Published On: March 25, 2015

State mortgage regulators have determined that the level of regulation for non-bank servicers needs to be increased.

In order to better understand the servicing industry, the regulators have conducted an extensive review of the current mortgage servicing industry.

The review was conducted by the Mortgage Servicing Rights Task Force, which was formed last year with regulators from several states including some of the most populated.

Such increased regulations would provide better protection for home loan borrowers and mortgage investors as well as other stakeholders.

So the  Conference of State Bank Supervisors and the American Association of Residential Mortgage Regulators is seeking public comment on Proposed Regulatory Prudential Standards for Non-bank Mortgage Servicers.

Comments will be accepted for 90 days.

“As the regulatory authorities of non-bank mortgage servicers, state regulators are well positioned to design and implement a comprehensive prudential regulatory framework for non-bank mortgage servicers,” the notice stated. “State regulators have experience with and a responsibility for a diverse range of depository and non-depository financial services providers.”

The proposal includes
a set of Baseline Prudential Regulatory Standards. All non-bank servicers would be subject to the standards — which cover eight areas including corporate governance; servicing transfer requirements and capital.

In addition to providing stronger protections for all stakeholders, the proposal will enhance
effective regulatory oversight and market discipline over non-bank mortgage servicers.

Also, transparency, accountability and risk management will be enhanced, as will corporate governance standards.

The proposal additionally includes enhance prudential standards for large, complex non-bank mortgage servicing companies.

Among the nation’s largest non-bank servicers are Nationstar Mortgage LLC, Quicken Loans Inc., Ocwen Financial Corp. and Walter Investment Management Corp.

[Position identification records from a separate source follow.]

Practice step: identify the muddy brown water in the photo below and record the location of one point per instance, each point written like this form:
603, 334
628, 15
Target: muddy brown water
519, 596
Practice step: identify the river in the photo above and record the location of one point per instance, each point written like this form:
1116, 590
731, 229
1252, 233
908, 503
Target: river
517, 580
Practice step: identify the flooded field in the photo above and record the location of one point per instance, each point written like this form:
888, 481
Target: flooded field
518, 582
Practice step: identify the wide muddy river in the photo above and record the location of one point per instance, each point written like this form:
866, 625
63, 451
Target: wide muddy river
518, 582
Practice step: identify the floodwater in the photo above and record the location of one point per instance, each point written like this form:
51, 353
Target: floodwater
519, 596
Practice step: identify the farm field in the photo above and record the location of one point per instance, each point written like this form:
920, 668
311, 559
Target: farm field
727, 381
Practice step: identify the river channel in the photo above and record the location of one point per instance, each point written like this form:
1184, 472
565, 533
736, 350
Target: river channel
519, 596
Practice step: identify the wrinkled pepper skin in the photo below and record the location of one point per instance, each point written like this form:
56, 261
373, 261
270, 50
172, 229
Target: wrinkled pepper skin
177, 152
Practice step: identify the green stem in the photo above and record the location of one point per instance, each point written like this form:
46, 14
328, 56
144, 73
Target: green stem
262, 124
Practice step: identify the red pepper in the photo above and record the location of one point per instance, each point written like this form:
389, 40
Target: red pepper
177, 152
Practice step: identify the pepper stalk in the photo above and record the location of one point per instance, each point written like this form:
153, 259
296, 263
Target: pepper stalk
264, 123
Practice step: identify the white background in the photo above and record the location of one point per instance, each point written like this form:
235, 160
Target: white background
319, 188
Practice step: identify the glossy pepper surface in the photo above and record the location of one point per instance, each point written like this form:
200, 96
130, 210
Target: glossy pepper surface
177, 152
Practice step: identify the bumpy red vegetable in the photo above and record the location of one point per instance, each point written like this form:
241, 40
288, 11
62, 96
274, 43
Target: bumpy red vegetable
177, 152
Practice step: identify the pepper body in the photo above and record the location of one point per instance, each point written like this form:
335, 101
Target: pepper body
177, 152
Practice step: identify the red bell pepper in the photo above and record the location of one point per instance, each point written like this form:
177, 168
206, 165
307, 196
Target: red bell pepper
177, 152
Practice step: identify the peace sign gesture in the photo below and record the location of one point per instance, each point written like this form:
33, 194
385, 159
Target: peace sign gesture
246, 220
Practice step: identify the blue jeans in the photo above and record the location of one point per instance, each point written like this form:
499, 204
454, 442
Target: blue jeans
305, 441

Combined, the four firms have seen their servicing portfolios grow from less than 0.6 trillion in 2012 to nearly $1.1 trillion as of last year.

“In recent years, non-bank mortgage servicers have grown in size, complexity, and importance,” CSBS President and CEO John W. Ryan stated in an announcement Wednesday. “These firms provide critical services to homeowners and investors, and the mortgage finance system as a whole.  State regulators have primary credentialing and licensing authority over these non-bank mortgage servicers, and are working to ensure our regulatory expectations are well-defined and provide for a safe and sound industry.”